- for the sea-folks
We`ve had movies about politicians, terrorists and people from different other communities, but rarely we get to see a film on the sea-folks and their miserable lives. This is precisely what National Award winning director Seenu Ramasamy portrays in his latest offering Neerparavai.
Estheramma played by Nandita Das, is awaiting the return of her husband in her sea facing house for the last 25 years. Her son is in dire need of money for which she needs to sell the house, but she wouldn`t because her husband hasn`t returned yet.
As the flashback of young Estheramma takes us back in period, we learn about her relationship with Arulappasamy played by Vishnu, son of Uduman Gani and Mary played by Saranya.

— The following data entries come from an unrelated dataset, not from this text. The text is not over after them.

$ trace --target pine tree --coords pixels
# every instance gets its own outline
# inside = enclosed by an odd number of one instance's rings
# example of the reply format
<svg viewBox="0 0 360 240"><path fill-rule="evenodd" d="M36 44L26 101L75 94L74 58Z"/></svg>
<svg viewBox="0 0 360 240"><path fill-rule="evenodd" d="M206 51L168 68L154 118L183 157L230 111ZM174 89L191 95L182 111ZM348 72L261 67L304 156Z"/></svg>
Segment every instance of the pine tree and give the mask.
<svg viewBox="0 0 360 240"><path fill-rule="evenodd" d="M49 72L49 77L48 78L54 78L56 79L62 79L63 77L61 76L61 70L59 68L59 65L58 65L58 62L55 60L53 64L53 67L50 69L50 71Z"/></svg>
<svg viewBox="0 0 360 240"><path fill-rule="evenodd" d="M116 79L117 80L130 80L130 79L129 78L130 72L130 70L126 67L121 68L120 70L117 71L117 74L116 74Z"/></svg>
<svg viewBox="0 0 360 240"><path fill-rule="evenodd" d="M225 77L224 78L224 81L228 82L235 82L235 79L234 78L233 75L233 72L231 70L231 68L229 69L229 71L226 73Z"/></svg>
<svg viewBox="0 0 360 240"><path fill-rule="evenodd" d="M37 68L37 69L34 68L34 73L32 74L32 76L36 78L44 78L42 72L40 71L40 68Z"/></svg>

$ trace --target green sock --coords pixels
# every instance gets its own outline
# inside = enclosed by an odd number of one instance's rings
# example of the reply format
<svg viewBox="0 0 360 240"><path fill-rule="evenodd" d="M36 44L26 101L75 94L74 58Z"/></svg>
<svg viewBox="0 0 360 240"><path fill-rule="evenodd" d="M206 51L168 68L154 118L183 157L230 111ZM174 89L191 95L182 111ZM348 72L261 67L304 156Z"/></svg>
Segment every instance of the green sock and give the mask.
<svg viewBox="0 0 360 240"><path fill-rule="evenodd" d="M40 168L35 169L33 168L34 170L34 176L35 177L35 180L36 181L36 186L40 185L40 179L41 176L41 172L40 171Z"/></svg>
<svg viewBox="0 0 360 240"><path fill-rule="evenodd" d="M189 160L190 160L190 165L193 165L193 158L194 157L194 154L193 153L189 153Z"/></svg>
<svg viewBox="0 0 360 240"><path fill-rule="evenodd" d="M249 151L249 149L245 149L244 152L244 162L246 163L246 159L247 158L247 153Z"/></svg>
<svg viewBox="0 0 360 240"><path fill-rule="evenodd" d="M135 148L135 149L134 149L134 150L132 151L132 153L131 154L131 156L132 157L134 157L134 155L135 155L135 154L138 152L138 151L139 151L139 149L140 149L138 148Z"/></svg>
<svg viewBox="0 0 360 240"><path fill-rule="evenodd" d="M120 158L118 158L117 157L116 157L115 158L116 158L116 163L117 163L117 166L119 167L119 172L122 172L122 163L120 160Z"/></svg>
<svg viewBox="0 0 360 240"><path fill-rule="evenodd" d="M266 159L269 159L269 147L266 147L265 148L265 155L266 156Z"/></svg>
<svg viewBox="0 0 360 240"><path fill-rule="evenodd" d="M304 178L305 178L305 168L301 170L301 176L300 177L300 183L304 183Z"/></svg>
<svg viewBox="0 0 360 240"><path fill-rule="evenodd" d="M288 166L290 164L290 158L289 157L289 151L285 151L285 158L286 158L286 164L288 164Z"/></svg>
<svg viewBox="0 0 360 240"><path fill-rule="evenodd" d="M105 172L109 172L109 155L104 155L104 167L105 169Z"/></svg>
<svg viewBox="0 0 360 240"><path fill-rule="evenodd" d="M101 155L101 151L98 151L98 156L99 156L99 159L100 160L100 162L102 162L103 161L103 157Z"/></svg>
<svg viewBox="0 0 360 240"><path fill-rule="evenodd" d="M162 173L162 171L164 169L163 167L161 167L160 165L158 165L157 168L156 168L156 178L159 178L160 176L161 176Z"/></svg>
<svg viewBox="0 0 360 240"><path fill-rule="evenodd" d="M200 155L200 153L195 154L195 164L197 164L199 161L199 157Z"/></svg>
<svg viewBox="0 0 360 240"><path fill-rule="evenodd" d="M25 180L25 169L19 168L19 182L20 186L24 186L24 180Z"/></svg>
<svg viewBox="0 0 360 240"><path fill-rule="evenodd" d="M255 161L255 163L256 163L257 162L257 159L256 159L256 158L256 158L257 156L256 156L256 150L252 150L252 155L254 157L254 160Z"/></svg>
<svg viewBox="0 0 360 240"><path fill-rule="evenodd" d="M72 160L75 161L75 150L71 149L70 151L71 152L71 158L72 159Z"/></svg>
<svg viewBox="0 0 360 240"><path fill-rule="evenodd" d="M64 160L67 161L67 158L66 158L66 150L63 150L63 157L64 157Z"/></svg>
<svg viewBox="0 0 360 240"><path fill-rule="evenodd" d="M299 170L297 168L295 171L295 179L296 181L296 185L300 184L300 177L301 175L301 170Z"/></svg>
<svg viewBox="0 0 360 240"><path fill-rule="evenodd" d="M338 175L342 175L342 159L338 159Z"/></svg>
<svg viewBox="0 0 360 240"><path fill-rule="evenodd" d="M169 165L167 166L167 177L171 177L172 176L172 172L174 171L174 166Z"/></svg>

Arulappasamy spends most of his time aimlessly roaming and drinking and thus earns the hatred of his parents, local priest, Esther`s guardian and many others.
While the whole of first half highlights the mischiefs of a drunk Arul, it`s in the second half that he understands the importance of life and tries to earn good reputation. What prompts Arulappasamy to take control of his life, forms the rest of the story.

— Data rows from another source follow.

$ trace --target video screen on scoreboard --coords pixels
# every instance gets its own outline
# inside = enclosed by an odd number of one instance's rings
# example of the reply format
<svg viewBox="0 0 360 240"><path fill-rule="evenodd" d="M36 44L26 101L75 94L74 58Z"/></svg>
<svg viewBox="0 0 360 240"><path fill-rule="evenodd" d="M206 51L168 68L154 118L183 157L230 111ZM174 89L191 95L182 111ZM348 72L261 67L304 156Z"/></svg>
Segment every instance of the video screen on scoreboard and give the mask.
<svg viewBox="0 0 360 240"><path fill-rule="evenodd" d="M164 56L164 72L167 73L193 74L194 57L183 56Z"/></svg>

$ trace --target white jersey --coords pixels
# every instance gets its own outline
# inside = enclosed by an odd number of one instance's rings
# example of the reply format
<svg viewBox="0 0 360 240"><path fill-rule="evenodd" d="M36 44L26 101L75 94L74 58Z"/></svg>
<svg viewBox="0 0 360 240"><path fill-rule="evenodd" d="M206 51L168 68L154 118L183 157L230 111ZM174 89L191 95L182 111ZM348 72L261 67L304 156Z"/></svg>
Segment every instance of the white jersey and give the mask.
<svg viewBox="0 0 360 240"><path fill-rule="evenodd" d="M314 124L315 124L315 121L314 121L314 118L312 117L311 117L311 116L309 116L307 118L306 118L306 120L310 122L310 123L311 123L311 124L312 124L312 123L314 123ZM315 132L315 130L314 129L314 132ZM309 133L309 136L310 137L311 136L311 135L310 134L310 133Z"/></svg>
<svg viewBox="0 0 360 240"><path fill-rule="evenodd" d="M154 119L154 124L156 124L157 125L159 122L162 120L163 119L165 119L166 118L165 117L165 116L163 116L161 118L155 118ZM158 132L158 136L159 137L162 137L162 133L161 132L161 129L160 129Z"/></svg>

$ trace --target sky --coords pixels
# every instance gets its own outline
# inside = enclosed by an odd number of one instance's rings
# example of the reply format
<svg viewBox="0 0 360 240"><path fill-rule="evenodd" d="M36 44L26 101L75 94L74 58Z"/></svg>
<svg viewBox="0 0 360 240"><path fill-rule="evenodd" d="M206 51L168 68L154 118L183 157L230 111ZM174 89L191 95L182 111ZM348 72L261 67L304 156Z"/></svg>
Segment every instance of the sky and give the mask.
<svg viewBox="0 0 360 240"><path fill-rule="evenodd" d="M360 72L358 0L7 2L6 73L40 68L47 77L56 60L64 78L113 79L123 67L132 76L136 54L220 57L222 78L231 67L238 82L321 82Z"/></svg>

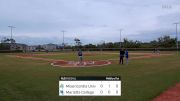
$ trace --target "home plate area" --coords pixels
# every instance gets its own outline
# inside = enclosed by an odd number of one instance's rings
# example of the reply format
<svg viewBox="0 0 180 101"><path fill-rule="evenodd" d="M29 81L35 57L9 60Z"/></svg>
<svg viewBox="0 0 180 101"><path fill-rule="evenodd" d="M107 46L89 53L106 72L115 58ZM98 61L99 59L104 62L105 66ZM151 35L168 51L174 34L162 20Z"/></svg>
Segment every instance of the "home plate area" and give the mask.
<svg viewBox="0 0 180 101"><path fill-rule="evenodd" d="M110 61L106 60L99 60L99 61L64 61L64 60L57 60L51 63L53 66L59 66L59 67L94 67L94 66L105 66L111 64Z"/></svg>

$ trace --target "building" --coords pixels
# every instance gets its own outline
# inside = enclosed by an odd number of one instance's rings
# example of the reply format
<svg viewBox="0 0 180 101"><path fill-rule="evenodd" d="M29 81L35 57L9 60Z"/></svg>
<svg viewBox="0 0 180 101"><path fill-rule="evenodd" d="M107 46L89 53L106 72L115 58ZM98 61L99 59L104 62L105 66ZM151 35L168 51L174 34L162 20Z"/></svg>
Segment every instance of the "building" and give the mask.
<svg viewBox="0 0 180 101"><path fill-rule="evenodd" d="M21 43L11 43L10 50L11 51L21 50L23 52L26 52L28 50L28 46L26 44L21 44Z"/></svg>
<svg viewBox="0 0 180 101"><path fill-rule="evenodd" d="M37 47L38 46L36 46L36 45L34 45L34 46L28 46L28 51L36 51L37 50Z"/></svg>

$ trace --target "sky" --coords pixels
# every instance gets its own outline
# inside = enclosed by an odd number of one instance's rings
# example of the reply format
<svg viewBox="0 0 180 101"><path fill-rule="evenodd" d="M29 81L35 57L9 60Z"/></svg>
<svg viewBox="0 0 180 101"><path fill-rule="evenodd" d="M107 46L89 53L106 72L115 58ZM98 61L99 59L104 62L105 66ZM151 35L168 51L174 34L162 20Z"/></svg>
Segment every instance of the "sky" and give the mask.
<svg viewBox="0 0 180 101"><path fill-rule="evenodd" d="M0 39L18 43L73 45L119 42L121 38L148 42L175 37L180 0L0 0ZM180 34L180 25L179 25ZM179 38L179 36L178 36Z"/></svg>

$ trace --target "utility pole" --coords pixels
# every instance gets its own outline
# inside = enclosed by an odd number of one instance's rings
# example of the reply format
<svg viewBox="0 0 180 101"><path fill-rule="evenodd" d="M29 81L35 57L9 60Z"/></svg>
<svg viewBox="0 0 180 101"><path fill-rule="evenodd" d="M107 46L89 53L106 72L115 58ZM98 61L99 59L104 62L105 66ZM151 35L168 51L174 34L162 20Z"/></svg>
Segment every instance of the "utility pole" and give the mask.
<svg viewBox="0 0 180 101"><path fill-rule="evenodd" d="M180 22L176 22L174 24L176 25L176 49L178 51L178 49L179 49L179 45L178 45L178 24L180 24Z"/></svg>
<svg viewBox="0 0 180 101"><path fill-rule="evenodd" d="M16 28L14 26L8 26L11 29L11 40L12 40L12 32L13 32L13 28Z"/></svg>
<svg viewBox="0 0 180 101"><path fill-rule="evenodd" d="M65 44L64 44L64 33L65 33L66 31L62 30L61 32L63 33L63 43L62 43L62 45L63 45L63 49L64 49L64 46L65 46Z"/></svg>
<svg viewBox="0 0 180 101"><path fill-rule="evenodd" d="M122 33L122 30L123 30L123 29L120 29L120 33L119 33L119 34L120 34L120 35L119 35L119 37L120 37L119 47L120 47L120 48L121 48L121 46L122 46L122 45L121 45L121 33Z"/></svg>

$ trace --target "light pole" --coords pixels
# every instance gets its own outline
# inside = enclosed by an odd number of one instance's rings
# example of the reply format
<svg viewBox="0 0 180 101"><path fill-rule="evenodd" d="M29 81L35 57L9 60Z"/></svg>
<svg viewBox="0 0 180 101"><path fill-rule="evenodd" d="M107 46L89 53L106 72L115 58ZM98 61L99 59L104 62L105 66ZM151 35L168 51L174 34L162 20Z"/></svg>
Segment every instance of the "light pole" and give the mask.
<svg viewBox="0 0 180 101"><path fill-rule="evenodd" d="M62 30L61 32L63 33L63 43L62 43L62 45L63 45L63 49L64 49L64 46L65 46L65 45L64 45L64 33L65 33L66 31Z"/></svg>
<svg viewBox="0 0 180 101"><path fill-rule="evenodd" d="M16 28L14 26L8 26L10 29L11 29L11 40L12 40L12 31L13 31L13 28Z"/></svg>
<svg viewBox="0 0 180 101"><path fill-rule="evenodd" d="M120 48L121 48L121 46L122 46L122 45L121 45L121 33L122 33L122 30L123 30L123 29L120 29L120 33L119 33L119 37L120 37L119 47L120 47Z"/></svg>
<svg viewBox="0 0 180 101"><path fill-rule="evenodd" d="M177 48L177 51L179 49L179 45L178 45L178 24L180 24L180 22L176 22L174 23L176 25L176 48Z"/></svg>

The viewer can very well appreciate the relationship between the sea and the characters. Writer duo Seenu and Jeyamohan have done a lot of detailing in the screenplay.

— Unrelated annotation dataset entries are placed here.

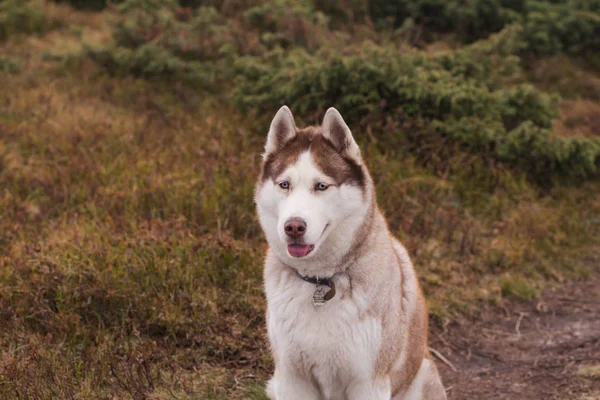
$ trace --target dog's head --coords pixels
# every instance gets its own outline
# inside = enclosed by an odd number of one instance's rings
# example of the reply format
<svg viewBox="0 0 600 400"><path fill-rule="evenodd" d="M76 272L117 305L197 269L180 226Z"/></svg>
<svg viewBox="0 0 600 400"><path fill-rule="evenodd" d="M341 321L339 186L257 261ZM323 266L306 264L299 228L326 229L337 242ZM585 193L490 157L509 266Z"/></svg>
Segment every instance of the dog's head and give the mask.
<svg viewBox="0 0 600 400"><path fill-rule="evenodd" d="M358 145L335 108L321 127L298 129L283 106L271 122L256 189L260 223L284 262L335 262L352 246L372 205Z"/></svg>

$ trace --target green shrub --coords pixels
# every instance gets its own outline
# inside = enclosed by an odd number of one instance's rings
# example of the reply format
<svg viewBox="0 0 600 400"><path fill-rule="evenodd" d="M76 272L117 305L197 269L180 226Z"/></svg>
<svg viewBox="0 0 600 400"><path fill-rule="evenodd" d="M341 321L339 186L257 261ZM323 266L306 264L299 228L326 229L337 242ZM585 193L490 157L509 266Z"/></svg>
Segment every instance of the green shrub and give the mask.
<svg viewBox="0 0 600 400"><path fill-rule="evenodd" d="M523 38L532 52L585 54L600 51L598 11L577 9L569 2L549 5L529 1L527 4Z"/></svg>
<svg viewBox="0 0 600 400"><path fill-rule="evenodd" d="M453 33L464 42L520 22L526 49L534 53L600 50L600 6L595 0L374 0L370 13L380 26L391 22L398 27L410 19L426 33Z"/></svg>
<svg viewBox="0 0 600 400"><path fill-rule="evenodd" d="M527 84L502 85L519 72L514 54L521 48L520 33L511 26L440 55L366 42L352 51L278 50L266 58L243 57L234 98L244 110L271 111L285 103L315 117L335 105L350 123L372 114L423 121L439 141L449 139L541 180L596 174L599 139L552 138L557 100ZM409 140L414 134L392 132ZM394 143L386 135L381 139Z"/></svg>
<svg viewBox="0 0 600 400"><path fill-rule="evenodd" d="M0 41L16 33L45 33L62 25L48 17L41 0L4 0L0 2Z"/></svg>

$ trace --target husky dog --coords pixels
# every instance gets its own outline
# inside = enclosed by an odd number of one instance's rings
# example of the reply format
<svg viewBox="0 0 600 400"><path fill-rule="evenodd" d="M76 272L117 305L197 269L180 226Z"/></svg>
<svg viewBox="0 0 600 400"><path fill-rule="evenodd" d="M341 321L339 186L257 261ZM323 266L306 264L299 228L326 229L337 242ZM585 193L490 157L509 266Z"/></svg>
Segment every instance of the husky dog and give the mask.
<svg viewBox="0 0 600 400"><path fill-rule="evenodd" d="M340 113L298 129L283 106L263 157L269 398L445 399L413 265Z"/></svg>

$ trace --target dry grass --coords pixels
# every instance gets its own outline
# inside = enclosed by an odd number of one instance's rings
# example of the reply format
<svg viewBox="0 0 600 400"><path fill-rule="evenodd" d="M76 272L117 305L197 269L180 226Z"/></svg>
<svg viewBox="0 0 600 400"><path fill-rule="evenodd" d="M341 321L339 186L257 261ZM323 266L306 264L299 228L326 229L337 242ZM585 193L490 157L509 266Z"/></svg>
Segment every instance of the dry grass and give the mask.
<svg viewBox="0 0 600 400"><path fill-rule="evenodd" d="M102 16L56 10L69 30L0 47L22 65L0 75L0 397L264 398L266 127L226 98L43 57L105 35ZM598 182L442 176L356 136L435 319L585 275Z"/></svg>
<svg viewBox="0 0 600 400"><path fill-rule="evenodd" d="M567 100L560 107L561 119L553 125L558 136L600 136L600 103L591 100Z"/></svg>

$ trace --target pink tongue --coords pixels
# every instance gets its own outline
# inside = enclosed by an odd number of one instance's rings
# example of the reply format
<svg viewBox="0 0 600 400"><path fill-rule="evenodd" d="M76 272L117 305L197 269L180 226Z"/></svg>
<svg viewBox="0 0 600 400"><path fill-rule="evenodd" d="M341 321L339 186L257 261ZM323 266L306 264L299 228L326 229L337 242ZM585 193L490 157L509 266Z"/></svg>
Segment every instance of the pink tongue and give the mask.
<svg viewBox="0 0 600 400"><path fill-rule="evenodd" d="M292 257L304 257L308 254L310 245L308 244L288 244L288 253Z"/></svg>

Emphasis is laid on the lifestyle of the characters and the difficulties they encounter in their day-to-day lives. Seenu throws light on religion of the sea-folks and the political regime, but doesn`t harp on it strongly.
Although the film is backed by deft screenplay, one would still find it hard to sit through the first half because the film meanders at snail`s pace.
Saranya as Vishnu`s mother effortlessly plays her part, while Samuthrakani as the hero`s father was brilliant. Nandita in her brief appearance shines. Vishnu as Arulappasamy and Sunaina as young Estheramma in the lead display immense perseverance and conviction in their acting.
There are too many characters introduced in the film and most of them are left hanging without any resolution, which definitely irks at one instance as you are left wondering what the relationship between the characters is.
Music by Raghunanthan is passable, while cinematography by Balasubramaniem is spectacular. The opening shots capture the magnificence of the sea, both during day and night.
Overall, Neerparavai is a fitting and beautiful saga of sea-folks, whose lives most often get sabotaged by reality.